Support for Windows-style linebreaks
jjcrawford opened this issue · 1 comments
Hi Eileen,
I think the FASTA standard is that both Unix and Windows-style line breaks should be valid for the format[1] , yet I believe RATTLE currently segfaults ungracefully when attempting to cluster_reads() on a FASTA or FASTQ file with Windows-style (CR + LF) line breaks.
Unfortunately by default, std::getline() will treat any file as though it were only LF-delimited with Unix-style line endings, so if you std::getline() through a Windows-format file, each string you get will still have a sneaky return carriage character hiding at the end of it.
In RATTLE, std::getline() is used in both read_fasta_file() and read_fastq_file() and no precaution is taken to sanitise away any possible trailing return carriage characters, so the instances of the read_t struct get built with each member having a return carriage still hiding at the end.
Then cluster_reads() passes this read_set_t to extract_reads_from_kmer() which in turn calls reverse_complement() from utils.cpp.
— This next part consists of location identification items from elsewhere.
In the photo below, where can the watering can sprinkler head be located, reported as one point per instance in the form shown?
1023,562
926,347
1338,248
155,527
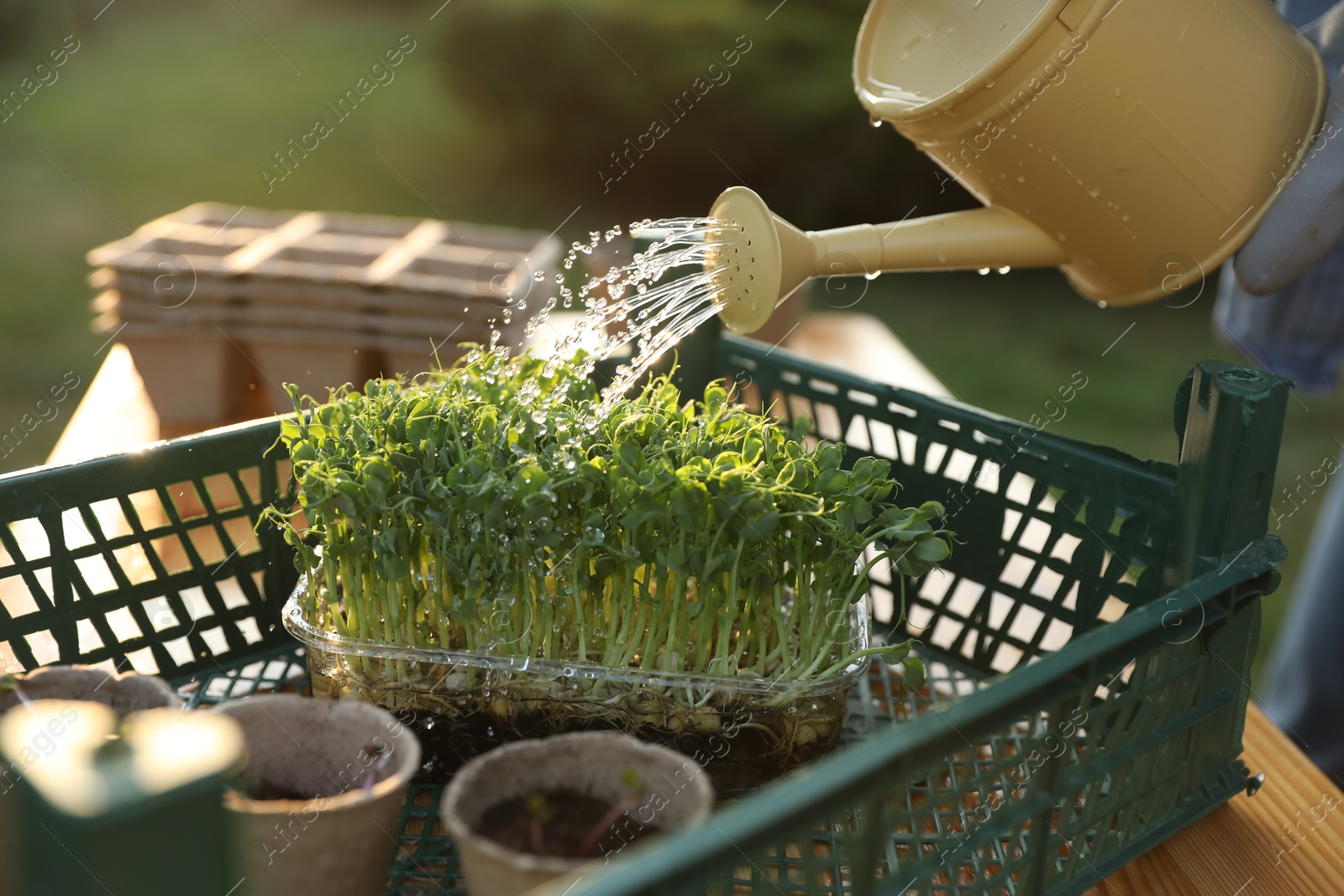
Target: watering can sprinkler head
1095,130
759,262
The reverse_complement() function iterates through each character of the seq member of those read_t struct instances and .finds() the corresponding complement pair of nucleotide characters from the unordered map base_complements (utils.hpp) and then attempts to access the second member of this pair.
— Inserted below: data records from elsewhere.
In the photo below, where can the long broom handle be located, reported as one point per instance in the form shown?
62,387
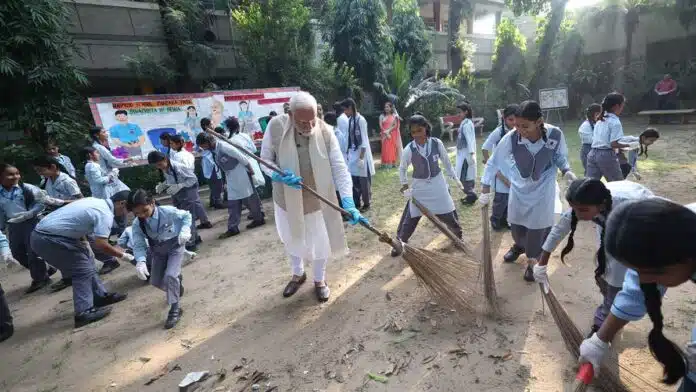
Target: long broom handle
383,236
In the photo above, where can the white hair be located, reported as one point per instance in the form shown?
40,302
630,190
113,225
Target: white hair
303,100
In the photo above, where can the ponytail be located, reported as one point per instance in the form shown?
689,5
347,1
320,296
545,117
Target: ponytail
663,350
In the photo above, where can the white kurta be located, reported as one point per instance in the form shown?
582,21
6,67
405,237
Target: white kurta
468,132
354,153
432,192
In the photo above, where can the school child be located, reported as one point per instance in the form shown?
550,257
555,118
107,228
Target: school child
592,200
586,132
359,157
61,239
428,185
632,232
637,146
19,209
466,153
602,160
165,230
181,184
240,186
53,151
502,184
536,151
6,326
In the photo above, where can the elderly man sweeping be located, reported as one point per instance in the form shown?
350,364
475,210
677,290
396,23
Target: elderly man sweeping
305,148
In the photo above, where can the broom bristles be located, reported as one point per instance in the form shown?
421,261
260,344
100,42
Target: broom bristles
445,277
608,378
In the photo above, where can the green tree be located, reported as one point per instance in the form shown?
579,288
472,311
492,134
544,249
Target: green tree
39,82
359,36
410,34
This will cause a segfault if attempting to .find() a character which doesn't appear in base_complements. This would usually be fine (albeit still not graceful) since it would mean that the sequence contained characters other than the nucleotides A, C, G, T, or U and hence would not be well-formatted, but in the case of a Windows-format file it will erroneously attempt to find the base complement of that pesky return carriage character hiding at the end of the seq and immediately cause a segfault.
It would seem the most obvious solution to this is probably just to sterilise any carriage return characters out of the fasta/fastq file when it is being read in fasta.cpp? I think it might perhaps also be worth checking for the presence of any other non-nucleotide characters present in the sequences as they're being read in so that RATTLE can die gracefully with an informative error message rather than just plainly segfault?
Thanks for finally giving the project some long-awaited maintenance!
Kind Regards,
Jack
Hi Jack,
A new update has been provided to solve this Windows/ Unix style linebreaks issue.
Please let me know if it doesn't work.
Thanks,
Eileen